I have known about human created climate change since being taught about it at school and the science has always been clear: “it is dangerous to the point of an existential threat and that we must do something soon”.  That was years ago in the final throes of the last millennium, yet in the interim period whilst I have been pursuing advances in aviation and space technologies I have become increasingly shocked at the global community’s inaction.  From the perspectives of an explorer (for want of a better word) I have given keynote speeches on the topic and created a short film in 2010 exploring the topic of climate change whilst in the arctic.

All that is well and good yet here we are, standing on the precipice.  When we are we should ask ourselves, what should we do?
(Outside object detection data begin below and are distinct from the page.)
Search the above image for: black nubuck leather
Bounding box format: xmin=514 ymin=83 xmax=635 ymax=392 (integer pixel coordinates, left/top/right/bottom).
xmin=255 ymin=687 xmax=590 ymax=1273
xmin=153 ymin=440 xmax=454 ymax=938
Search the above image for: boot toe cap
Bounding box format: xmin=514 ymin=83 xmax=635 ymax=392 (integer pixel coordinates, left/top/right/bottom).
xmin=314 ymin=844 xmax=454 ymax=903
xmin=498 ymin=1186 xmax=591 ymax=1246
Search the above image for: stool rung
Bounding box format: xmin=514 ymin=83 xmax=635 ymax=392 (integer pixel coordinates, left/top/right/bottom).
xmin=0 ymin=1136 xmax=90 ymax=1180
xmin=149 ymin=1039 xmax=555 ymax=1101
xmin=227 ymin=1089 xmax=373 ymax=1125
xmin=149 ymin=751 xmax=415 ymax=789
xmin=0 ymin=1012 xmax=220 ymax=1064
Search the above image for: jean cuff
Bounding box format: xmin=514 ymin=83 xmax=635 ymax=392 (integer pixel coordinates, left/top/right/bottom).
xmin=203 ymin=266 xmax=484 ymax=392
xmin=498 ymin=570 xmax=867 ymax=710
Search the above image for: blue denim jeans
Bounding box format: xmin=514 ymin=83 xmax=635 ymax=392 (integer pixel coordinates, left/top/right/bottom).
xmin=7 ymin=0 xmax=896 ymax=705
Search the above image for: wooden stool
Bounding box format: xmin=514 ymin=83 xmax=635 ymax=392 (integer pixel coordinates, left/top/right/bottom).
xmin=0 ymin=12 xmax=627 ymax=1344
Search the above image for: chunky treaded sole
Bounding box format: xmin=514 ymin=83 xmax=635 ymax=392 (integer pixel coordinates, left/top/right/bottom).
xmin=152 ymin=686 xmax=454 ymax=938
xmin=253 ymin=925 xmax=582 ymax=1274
Do we continue our blinkered approach, hoping that someone else will sort it out or do we take personal responsibility for it as citizens of the world.  That is the dilemma that I have been facing and struggling with the last couple of years and one of the foremost skills that I gained from having spent 10 days in silent meditation in the himalayas is to always be honest with myself.  With the remarkable awareness work that heroes such as Greta Thunberg, the Extinction Rebellion, George Monbiot and Chris Packham to name a few it has made me think more personally about the problem.

Then finally I found myself at a crossroads, much like globally we find ourselves now.  Having finished a project that proves some of the technologies for high efficiency, low cost spaceflight I have decided I would dedicate the engineering skills that I’ve developed over the last decade to greening up our technologies to protect our planet, our future.  I have recently joined Dyson Ltd. helping design their electric car. Whilst we generally have to reduce our car use and the journeys we make, we still need to have the ability to get around and the transportation of the future has to be electric.

That is not to say my passion for space exploration has diminished or the pursuit of exploration is pointless, we musn’t forget that it was our ability to launch earth observation satellites into space that has allowed us to understand the earth’s climate like never before.  We should absolutely continue with the advances in these fields but between the existential threat that we are now facing on earth I believe our best minds are better placed dedicated to trying to find a better way. We owe it not only to ourselves but to our children.

I’ve taken a good look at myself and seen where my skill sets can contribute.  I hope we all have the courage to do the same.